# Coping Tips



## Guest (Mar 17, 2015)

Hey guys,

I thought perhaps we could start a fresh thread with a list of suggested ways to cope. Feel free to leave a post detailing anything that has helped you!

-Nick


----------



## MiketheAlien (Nov 7, 2013)

Chamomile Tea helps when I feel stressed and overwhelmed.

The herb ashwagahnda gives me relaxation and, it may be my imagination, but it makes music slightly more enjoyable.

Riding my bike has been my meditation, my transportation, my gym, and my escape to nature.

Learning how to enjoy reading again after years of feeling brain dead. Practice, practice, practice.

Playing with and petting my cat takes my mind off of any worries.

Planning positive goals for the future and figuring out how to reach them.

Learning to cook new and delicious meals.

Giving myself a positive pep talk in the morning, releasing any negativity in my head and accepting the new day.

These are things that have helped me cope.


----------



## ThoughtOnFire (Feb 10, 2015)

Staying on a regular sleep schedule.

Taking a daily multivitamin.

Keeping up with chores and hygiene.

Keeping in touch with close friends.

Opening up in social situations.

Eating a healthy diet.

Getting a good amount of physical activity.

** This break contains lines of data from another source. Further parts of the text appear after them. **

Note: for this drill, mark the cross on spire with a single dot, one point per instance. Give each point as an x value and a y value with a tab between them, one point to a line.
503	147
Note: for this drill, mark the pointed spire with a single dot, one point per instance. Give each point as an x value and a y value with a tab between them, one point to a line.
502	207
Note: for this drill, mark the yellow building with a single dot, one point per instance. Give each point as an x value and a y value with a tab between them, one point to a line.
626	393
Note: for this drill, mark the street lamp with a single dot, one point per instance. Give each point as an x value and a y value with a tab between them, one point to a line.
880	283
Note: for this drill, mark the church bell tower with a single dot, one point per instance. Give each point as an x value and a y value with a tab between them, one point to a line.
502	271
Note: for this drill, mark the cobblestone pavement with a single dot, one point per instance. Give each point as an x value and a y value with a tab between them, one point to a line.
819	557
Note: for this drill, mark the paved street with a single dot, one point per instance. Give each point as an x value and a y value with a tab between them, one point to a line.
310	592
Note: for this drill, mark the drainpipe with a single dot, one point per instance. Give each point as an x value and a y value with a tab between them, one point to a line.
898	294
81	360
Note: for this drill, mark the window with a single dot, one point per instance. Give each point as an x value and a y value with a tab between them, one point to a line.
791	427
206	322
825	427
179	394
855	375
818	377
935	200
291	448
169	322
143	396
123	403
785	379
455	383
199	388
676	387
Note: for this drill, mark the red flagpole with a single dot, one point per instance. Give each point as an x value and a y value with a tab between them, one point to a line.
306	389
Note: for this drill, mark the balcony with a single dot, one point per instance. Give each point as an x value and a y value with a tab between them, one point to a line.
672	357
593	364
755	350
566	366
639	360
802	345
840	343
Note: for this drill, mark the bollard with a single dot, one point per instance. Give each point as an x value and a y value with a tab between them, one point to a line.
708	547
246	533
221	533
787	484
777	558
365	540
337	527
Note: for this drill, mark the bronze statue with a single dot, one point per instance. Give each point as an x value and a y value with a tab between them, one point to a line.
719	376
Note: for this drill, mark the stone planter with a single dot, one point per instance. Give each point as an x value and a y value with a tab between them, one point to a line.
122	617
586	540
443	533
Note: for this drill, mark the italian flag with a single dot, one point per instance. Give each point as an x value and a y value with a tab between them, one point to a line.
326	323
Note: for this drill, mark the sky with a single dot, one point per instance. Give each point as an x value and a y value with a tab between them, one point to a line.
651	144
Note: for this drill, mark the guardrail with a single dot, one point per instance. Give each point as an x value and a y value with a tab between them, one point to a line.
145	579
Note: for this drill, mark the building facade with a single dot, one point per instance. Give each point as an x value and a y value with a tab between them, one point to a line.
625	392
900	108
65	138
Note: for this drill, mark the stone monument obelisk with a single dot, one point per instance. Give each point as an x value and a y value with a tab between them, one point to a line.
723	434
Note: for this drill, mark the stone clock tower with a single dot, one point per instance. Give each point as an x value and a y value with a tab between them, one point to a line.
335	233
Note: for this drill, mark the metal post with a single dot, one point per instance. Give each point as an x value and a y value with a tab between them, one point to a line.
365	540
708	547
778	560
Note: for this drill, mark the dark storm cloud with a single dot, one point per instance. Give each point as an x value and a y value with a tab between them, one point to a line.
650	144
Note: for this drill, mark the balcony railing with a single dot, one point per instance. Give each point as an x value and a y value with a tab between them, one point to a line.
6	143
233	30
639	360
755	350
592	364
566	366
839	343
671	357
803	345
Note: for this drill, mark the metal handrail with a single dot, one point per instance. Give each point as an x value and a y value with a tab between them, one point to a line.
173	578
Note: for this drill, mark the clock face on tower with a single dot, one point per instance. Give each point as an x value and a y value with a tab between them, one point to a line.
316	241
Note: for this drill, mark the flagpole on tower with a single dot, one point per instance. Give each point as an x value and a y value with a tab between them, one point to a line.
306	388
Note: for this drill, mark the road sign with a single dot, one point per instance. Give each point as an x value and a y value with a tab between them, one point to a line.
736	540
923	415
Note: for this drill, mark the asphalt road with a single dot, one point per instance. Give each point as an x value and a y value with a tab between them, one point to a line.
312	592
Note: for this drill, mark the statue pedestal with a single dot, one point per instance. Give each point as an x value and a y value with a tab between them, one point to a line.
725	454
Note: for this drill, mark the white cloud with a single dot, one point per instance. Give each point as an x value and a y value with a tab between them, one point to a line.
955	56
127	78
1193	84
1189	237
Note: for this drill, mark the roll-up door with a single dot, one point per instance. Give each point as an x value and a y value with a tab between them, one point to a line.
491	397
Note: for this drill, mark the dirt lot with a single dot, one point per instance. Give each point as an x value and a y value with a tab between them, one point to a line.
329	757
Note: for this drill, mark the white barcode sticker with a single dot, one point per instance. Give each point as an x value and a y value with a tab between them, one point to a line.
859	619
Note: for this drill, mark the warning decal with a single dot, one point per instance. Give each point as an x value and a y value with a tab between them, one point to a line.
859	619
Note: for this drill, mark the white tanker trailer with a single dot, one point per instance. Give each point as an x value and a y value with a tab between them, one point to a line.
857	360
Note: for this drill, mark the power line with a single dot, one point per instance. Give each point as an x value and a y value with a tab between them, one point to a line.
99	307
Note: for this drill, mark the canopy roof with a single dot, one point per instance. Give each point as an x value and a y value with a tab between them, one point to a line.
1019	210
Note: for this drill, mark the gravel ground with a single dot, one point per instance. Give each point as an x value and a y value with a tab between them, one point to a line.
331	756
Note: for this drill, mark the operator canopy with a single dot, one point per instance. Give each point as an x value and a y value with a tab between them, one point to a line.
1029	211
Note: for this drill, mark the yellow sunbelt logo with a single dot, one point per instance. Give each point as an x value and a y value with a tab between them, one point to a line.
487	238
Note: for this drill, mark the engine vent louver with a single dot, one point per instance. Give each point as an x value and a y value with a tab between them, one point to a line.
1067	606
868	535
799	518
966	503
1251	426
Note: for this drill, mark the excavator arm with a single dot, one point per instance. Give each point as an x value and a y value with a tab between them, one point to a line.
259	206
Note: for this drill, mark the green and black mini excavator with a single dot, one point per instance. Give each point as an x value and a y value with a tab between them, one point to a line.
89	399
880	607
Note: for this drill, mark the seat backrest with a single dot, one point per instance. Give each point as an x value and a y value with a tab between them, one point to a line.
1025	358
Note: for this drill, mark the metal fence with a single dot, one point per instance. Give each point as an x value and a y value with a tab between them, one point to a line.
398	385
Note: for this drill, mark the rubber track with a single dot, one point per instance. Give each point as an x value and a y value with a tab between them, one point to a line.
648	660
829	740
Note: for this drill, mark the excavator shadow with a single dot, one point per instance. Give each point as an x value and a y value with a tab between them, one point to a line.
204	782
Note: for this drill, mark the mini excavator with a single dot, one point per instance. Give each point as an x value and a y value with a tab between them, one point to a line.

Maintaining a positive attitude.

Getting some down time with Music.

Quitting Smoking Cigarettes.


----------



## seafoamneon (Jul 16, 2014)

Always have something to look forward to doing


----------



## sunjet (Nov 21, 2014)

*Traveling* is the best way of dealing with DPDR.


----------



## ANTONY (Feb 23, 2006)

Keep yourself busy, try and interact with people as much as you can as this takes the focus of the self.


----------